When we said previously that competition regulations are not suspended in Romania, we meant ALL  competition related rules, including merger control.

What does that mean? If you are implied in a transaction that qualifies as an economic concentration which falls under merger control rules you (a) should notify it to the competent competition authorities and you (b) should not implement the economic concentration before receiving the clearance decision from the competition authority– the so-called stand still obligation. 

Easy to say but how will things work in the current COVID-19 outbreak 

The collection of information is likely to be very difficult due to the disruptions caused by COVID-19. Companies have implemented work from home policies which may hinder the process of collection and analysis of information necessary for notification formalities & competition authorities has also limit contact with public and implemented teleworking measures.
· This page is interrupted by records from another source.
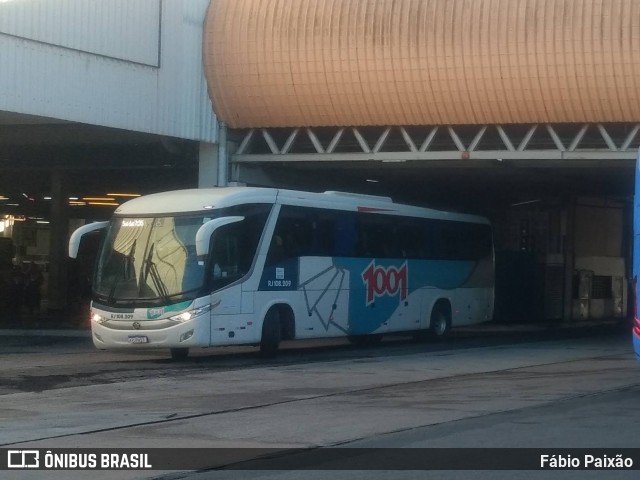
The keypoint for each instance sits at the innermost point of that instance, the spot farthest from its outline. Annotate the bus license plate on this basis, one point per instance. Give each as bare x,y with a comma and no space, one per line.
138,339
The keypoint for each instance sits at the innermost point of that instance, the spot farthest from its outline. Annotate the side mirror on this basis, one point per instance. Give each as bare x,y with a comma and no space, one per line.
76,236
203,235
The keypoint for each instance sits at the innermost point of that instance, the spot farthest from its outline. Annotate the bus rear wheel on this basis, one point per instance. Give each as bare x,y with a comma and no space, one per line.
440,324
179,353
271,334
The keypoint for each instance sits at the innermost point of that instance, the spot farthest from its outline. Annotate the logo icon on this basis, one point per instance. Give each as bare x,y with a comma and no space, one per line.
23,458
382,281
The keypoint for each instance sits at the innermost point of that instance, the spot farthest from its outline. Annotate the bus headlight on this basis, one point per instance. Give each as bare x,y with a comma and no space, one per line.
190,314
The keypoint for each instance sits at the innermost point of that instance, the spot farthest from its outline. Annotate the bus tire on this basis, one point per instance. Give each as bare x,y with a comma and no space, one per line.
179,353
365,340
271,334
440,323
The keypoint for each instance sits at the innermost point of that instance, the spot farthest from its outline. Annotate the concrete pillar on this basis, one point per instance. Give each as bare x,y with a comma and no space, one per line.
569,257
213,168
207,165
58,240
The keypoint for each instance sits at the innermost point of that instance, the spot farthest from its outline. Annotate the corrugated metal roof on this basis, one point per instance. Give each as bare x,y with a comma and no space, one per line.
423,62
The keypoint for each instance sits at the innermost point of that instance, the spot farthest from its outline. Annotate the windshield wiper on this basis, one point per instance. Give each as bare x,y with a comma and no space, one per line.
150,267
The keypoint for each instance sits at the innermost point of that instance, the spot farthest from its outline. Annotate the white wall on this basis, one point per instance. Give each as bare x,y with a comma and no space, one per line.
135,65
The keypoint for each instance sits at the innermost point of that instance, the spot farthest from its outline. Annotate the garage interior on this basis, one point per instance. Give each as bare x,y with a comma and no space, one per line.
562,216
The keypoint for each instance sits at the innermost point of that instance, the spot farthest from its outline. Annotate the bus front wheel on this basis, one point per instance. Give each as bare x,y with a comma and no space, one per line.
440,324
271,334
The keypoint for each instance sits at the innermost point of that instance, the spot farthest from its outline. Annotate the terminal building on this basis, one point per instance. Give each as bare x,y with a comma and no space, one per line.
526,112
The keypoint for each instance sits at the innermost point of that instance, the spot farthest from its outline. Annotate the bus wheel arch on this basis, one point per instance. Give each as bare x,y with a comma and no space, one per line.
278,325
440,319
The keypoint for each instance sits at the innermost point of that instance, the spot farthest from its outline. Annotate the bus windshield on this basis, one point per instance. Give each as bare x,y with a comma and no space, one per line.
150,260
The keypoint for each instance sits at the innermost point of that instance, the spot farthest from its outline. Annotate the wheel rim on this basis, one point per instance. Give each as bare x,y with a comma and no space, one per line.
440,326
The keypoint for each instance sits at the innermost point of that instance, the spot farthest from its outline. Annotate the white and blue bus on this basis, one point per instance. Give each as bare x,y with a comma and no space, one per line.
636,260
254,266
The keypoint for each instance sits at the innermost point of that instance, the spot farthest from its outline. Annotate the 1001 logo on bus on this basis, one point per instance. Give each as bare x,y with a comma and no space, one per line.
382,281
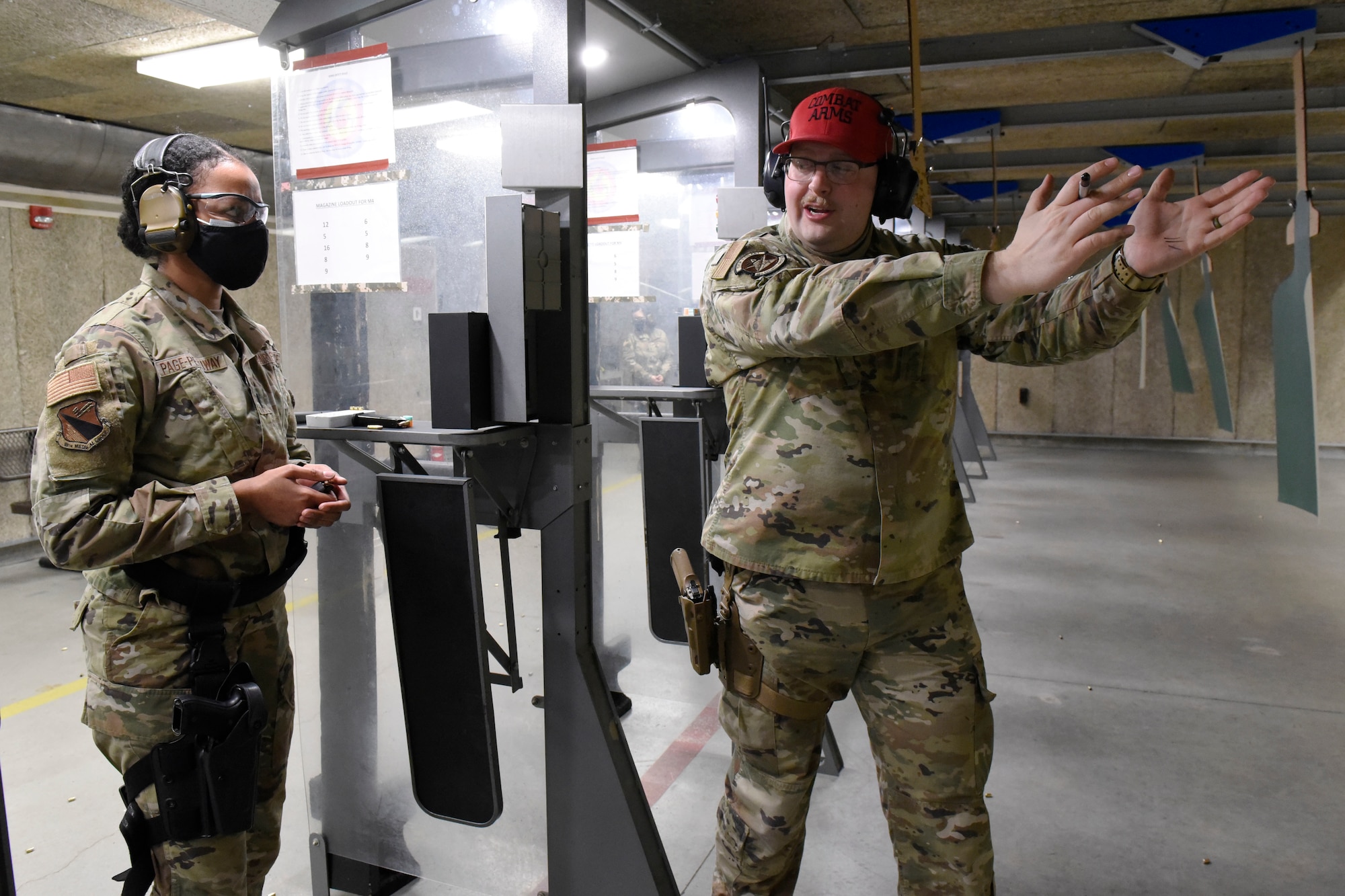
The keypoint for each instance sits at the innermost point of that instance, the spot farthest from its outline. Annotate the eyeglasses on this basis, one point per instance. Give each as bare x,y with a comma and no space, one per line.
228,209
841,171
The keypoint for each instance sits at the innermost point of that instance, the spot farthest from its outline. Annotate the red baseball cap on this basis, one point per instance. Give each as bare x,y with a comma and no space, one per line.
849,120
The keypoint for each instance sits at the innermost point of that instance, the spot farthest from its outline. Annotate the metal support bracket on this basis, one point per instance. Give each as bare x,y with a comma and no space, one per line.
832,760
469,458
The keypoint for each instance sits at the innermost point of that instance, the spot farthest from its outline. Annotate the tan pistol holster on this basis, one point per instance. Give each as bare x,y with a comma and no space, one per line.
715,637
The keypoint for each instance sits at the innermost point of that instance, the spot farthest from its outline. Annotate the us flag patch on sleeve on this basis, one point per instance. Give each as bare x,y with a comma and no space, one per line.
73,381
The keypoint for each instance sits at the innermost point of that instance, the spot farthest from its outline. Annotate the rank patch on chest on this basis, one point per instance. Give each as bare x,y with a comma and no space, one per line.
759,264
81,427
73,381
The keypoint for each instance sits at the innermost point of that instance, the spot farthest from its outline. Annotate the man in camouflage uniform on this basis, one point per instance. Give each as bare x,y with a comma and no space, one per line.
169,432
645,353
840,518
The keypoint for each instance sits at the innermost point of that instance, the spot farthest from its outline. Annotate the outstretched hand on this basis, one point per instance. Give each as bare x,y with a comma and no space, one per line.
1168,235
1058,236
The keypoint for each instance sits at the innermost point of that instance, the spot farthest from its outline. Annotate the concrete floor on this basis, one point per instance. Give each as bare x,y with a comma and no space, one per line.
1206,618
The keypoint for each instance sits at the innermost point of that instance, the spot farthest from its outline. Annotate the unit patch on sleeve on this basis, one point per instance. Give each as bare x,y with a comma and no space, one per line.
761,264
81,425
73,381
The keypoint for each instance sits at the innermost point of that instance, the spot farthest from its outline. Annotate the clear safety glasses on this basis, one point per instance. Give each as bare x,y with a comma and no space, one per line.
840,171
228,209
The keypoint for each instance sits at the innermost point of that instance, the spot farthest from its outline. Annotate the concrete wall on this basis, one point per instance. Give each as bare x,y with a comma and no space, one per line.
50,283
1102,396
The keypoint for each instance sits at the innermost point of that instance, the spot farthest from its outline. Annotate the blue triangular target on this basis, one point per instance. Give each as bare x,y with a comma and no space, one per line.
978,190
1204,40
946,126
1156,155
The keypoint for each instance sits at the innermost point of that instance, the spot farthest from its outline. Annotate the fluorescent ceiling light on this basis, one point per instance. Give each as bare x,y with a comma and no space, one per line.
707,120
594,57
217,64
517,19
475,143
435,114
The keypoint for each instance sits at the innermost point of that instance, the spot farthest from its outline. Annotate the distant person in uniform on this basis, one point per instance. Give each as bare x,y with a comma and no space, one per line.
840,520
646,358
169,471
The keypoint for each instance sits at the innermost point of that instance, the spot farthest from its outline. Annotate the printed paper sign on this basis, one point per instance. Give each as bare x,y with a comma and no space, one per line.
348,235
614,193
341,114
614,264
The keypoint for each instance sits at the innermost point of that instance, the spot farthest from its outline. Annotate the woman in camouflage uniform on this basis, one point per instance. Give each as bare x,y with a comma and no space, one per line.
169,434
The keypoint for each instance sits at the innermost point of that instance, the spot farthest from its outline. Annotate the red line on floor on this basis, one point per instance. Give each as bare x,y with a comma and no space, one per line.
680,754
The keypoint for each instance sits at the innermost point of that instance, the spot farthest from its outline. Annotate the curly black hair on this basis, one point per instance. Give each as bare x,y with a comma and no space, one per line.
189,154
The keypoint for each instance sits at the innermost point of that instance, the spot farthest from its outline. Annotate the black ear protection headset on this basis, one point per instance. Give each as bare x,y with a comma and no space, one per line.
898,179
167,217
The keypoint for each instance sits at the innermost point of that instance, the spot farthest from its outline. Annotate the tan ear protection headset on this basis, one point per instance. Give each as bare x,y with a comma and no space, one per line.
167,216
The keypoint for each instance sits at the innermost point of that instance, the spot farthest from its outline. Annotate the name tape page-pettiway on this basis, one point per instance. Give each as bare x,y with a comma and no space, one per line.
348,235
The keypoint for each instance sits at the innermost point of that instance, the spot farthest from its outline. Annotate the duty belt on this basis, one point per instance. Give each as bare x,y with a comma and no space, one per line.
208,600
206,778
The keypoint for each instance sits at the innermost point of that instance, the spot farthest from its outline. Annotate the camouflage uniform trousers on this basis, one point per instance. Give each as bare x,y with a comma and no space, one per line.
911,655
138,662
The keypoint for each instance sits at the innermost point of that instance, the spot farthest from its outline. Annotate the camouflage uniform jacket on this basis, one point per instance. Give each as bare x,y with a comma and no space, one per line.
646,356
840,376
157,407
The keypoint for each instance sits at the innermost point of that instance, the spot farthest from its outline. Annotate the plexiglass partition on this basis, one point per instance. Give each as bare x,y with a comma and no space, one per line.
453,67
684,159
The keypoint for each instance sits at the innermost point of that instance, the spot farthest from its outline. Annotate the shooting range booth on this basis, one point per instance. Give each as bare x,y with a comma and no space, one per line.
461,635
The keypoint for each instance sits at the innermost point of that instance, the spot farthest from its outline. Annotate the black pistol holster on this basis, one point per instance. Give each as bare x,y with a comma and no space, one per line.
206,776
715,635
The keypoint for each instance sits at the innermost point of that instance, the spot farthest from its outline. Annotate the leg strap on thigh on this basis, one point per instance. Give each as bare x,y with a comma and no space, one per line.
205,780
742,666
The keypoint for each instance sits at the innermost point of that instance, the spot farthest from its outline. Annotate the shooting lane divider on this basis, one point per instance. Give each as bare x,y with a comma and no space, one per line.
1178,368
1207,323
1144,349
922,200
1293,338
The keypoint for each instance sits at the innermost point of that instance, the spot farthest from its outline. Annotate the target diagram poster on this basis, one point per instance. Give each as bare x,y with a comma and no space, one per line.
341,114
614,192
348,236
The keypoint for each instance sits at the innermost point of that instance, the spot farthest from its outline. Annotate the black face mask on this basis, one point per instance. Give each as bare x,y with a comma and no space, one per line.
233,257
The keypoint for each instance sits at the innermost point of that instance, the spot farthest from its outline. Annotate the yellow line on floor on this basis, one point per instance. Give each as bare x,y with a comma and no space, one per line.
45,697
301,603
79,684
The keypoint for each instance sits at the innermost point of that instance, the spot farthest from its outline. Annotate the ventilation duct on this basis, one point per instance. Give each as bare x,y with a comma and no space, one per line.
54,153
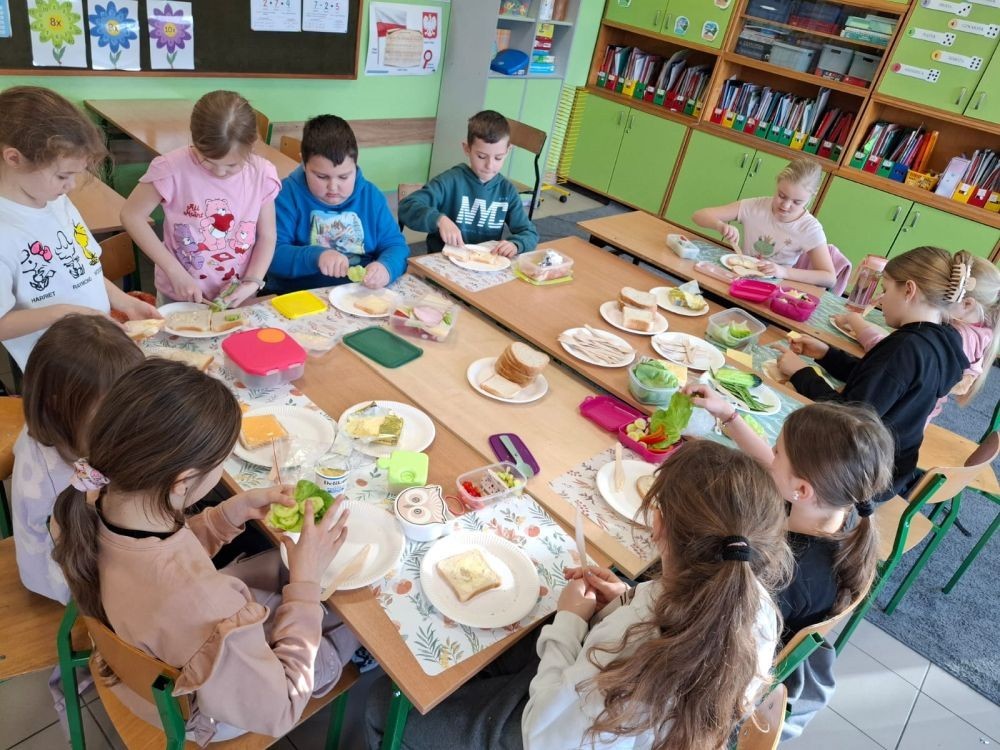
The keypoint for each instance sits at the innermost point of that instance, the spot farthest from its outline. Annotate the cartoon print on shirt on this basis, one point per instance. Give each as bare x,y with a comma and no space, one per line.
217,223
66,252
246,235
82,237
338,231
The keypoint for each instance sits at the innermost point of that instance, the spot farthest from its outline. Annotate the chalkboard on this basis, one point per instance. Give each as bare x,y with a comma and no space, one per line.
224,44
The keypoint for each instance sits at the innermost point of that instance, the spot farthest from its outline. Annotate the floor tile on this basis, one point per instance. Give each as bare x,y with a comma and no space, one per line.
874,699
830,731
958,697
934,726
894,654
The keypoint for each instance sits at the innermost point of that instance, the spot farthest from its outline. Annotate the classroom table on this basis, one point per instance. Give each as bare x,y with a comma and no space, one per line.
162,125
644,236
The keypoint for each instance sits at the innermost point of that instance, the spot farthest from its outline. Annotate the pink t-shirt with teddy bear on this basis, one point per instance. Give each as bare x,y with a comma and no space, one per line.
209,222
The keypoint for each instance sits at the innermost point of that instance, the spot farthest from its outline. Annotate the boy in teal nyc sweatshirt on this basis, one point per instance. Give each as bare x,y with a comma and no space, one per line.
471,203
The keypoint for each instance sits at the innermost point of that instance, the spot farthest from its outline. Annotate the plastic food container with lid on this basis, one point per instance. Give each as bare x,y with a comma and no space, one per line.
264,357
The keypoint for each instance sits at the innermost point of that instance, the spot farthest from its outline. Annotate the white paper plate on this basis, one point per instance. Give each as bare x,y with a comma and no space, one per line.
418,429
502,263
344,296
496,608
627,501
176,307
664,302
367,524
707,356
762,393
612,313
482,369
300,424
626,359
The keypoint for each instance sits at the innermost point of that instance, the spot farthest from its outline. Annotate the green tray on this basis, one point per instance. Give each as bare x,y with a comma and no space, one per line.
383,346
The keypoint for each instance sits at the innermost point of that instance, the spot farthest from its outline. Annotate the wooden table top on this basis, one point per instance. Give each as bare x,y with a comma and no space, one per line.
99,205
644,236
163,125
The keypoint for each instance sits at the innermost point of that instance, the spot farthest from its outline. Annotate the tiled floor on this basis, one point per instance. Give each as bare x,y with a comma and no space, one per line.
888,696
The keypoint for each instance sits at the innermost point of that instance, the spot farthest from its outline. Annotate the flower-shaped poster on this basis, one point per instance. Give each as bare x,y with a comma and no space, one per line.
57,33
114,34
171,36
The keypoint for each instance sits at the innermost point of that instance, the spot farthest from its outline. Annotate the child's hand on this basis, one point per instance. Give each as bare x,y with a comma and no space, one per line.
333,263
579,599
705,397
606,585
450,232
376,275
309,558
505,248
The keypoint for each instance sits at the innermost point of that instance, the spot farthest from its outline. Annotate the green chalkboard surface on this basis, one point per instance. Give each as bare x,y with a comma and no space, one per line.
224,44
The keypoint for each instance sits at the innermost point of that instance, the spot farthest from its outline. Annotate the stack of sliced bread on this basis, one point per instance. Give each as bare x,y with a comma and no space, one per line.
638,309
515,369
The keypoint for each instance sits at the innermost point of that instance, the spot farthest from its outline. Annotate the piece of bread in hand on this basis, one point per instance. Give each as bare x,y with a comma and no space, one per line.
468,574
631,297
260,430
520,364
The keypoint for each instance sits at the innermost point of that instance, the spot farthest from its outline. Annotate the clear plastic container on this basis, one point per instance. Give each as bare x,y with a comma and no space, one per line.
534,265
430,318
718,328
488,486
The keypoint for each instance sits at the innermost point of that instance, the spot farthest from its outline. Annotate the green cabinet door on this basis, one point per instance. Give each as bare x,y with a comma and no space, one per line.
985,101
601,128
643,14
712,174
763,173
646,160
860,220
697,21
929,226
952,86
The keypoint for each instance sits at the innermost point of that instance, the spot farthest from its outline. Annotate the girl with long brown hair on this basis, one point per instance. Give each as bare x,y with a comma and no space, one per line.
218,207
251,659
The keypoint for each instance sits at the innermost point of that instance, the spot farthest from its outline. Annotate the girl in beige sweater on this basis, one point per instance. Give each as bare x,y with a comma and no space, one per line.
133,559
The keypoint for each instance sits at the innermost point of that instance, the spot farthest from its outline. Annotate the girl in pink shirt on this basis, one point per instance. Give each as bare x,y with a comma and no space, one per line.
976,317
250,659
218,207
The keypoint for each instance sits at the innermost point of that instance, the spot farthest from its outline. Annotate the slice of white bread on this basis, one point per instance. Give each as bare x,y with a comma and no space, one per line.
198,360
631,297
468,574
500,386
520,364
192,320
638,320
260,430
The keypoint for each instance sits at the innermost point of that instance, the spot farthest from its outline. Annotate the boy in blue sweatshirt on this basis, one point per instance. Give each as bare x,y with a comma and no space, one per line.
331,218
470,203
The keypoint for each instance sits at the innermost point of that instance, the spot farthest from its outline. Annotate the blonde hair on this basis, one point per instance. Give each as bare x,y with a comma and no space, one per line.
686,682
804,172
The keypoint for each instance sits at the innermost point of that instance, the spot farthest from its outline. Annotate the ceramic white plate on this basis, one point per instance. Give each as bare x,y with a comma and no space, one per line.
367,524
418,429
176,307
706,356
664,302
344,296
626,359
482,369
612,313
301,424
627,501
496,608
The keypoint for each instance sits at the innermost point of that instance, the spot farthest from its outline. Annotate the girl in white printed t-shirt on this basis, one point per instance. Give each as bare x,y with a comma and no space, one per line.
779,229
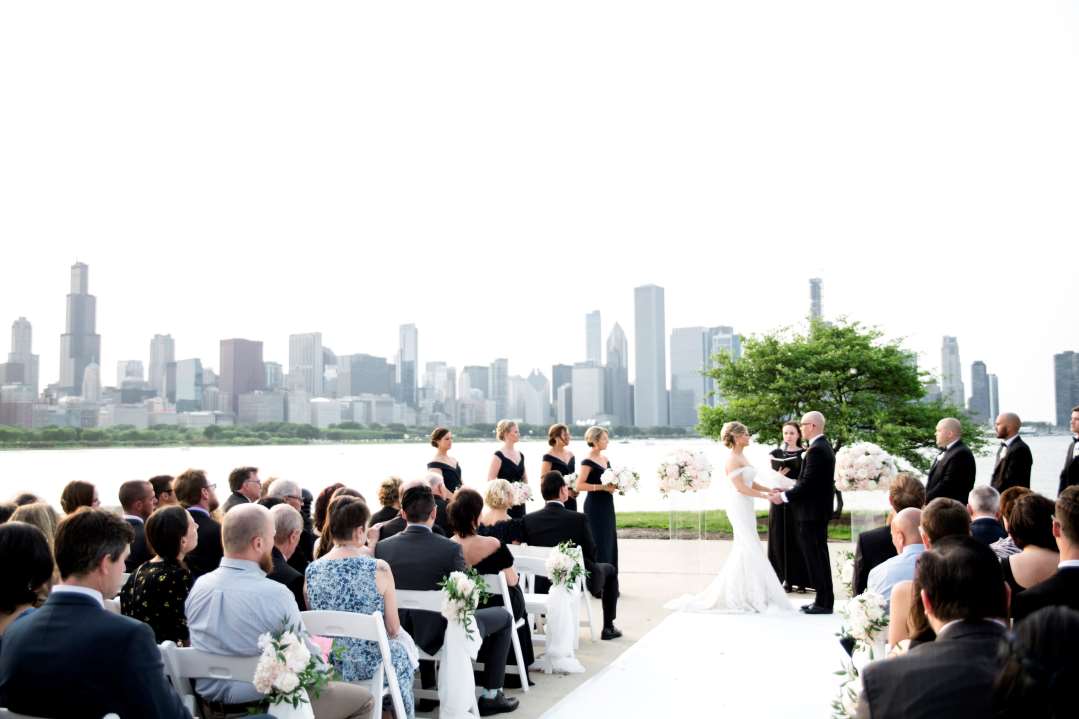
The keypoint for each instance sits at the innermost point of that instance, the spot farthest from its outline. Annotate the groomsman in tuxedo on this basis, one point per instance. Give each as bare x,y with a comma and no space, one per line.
952,474
811,501
1069,475
1013,463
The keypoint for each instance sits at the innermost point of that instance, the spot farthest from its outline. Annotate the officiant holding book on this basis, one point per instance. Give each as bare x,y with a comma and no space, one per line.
784,551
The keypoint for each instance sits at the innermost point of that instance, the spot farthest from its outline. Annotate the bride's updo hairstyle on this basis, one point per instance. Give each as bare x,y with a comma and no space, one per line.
729,431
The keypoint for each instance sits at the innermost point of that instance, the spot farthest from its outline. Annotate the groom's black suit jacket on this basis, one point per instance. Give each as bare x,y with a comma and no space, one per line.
811,496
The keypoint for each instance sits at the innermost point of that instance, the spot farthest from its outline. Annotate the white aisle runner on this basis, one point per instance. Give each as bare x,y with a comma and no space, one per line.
718,665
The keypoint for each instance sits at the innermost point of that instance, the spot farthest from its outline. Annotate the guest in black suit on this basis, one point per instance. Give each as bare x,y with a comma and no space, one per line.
953,471
73,659
196,496
811,500
1013,463
984,504
138,501
419,560
288,526
875,546
1069,475
554,525
966,601
1062,588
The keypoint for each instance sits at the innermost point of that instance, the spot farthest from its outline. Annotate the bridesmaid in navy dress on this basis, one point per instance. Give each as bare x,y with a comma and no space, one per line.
560,459
441,439
599,504
508,463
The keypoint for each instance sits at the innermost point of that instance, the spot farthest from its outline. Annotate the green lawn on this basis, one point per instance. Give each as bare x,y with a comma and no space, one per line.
716,525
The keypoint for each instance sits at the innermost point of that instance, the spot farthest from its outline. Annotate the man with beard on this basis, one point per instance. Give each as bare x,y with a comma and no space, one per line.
194,492
229,609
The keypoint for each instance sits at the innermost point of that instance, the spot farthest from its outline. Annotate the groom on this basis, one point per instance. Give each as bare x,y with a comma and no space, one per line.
811,501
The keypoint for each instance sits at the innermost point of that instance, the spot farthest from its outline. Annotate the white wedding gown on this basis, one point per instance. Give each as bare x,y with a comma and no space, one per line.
747,583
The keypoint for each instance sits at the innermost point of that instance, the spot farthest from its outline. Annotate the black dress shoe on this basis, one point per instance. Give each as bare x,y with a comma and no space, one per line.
610,633
499,704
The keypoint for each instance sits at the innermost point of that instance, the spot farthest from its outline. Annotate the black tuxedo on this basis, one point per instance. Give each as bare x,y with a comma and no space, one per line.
951,677
286,574
72,659
1013,469
811,501
1069,475
1061,589
554,525
874,547
952,474
140,552
207,555
419,560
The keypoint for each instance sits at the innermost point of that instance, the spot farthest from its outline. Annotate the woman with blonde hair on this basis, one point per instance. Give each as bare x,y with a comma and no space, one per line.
508,463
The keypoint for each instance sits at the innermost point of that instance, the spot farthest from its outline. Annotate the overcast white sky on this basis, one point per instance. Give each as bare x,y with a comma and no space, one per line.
492,171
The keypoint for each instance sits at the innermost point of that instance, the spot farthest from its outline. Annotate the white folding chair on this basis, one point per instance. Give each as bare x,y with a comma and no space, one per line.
186,663
426,601
371,627
499,582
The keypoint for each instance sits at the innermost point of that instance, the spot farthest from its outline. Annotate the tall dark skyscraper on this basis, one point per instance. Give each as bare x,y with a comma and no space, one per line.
242,370
80,343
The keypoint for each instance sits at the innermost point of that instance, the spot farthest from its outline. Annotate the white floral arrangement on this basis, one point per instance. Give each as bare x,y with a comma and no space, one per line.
462,593
287,672
623,478
863,466
683,471
563,565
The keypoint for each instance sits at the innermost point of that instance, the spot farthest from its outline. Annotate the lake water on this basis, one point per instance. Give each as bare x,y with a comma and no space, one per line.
363,466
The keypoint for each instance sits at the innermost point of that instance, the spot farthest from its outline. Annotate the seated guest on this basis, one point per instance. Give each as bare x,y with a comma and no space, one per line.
78,493
420,559
229,608
390,499
554,525
489,555
1005,547
245,486
347,579
155,593
907,542
942,517
288,525
966,600
196,496
1039,667
1030,526
983,504
27,571
163,490
138,502
875,545
73,659
1062,588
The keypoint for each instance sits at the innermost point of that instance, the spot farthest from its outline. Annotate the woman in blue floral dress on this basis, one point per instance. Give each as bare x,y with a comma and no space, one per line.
349,579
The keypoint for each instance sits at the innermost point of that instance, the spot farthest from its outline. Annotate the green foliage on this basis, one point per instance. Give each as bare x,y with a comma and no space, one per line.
868,390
What’s the position of competition authorities?

  • Romania – RCC announced that it is limiting its contact with the public, suspending such kind of contact until April, 16 with the possibility of extend this measure fact which limits communication with RCC representatives, especially during the pre-merger phase.

Up to know (March 20, 14 p.m.) there is no public request issued by RCC asking the companies to delay submitting the notification.

However if you have signed an SPA, in order to address the problems related to difficulties in filing notifications &obtaining in a specific time the clearance you make take the following measures:

  • If the case, modify the deadline for notification included in your SPA;
  • If implementation is necessary, approach RCC using the electronic tools detailed herein http://www.consiliulconcurentei.ro/ro/despre-noi.html in order to obtain a decision granting derogation from the stand-still obligation.

DO NOT implement the transaction before notification !

  • EU – European Commission requested companies to delay submitting merger filings due to the COVID-19 outbreak and try to use the electronic filing system rather than paper filling. 
  • Germany – Bundeskartellamt stated that it is no longer possible to come in person at their headquarters and requested parties to  assess if a certain project must be submitted right away or, in view of the current circumstances, could be submitted later on. 
  • France – The French Competition Authority has announced that deadlines and review procedures may suffer modifications and has advised companies to delay non-urgent plans to notify. Also, only electronic fillings are accepted from now on until further notice. 
  • Ireland – The Irish Competition authority encouraged parties to delay merger filings and established a temporary electronic notification process.
  • Denmark – The Danish Competition Authority has suspended deadlines for merger control!
  • Furthermore, in Philippines, the competition authority has suspended the acceptance and evaluation of merger notifications for the duration of quarantine, freezing the deadline to submit notifications.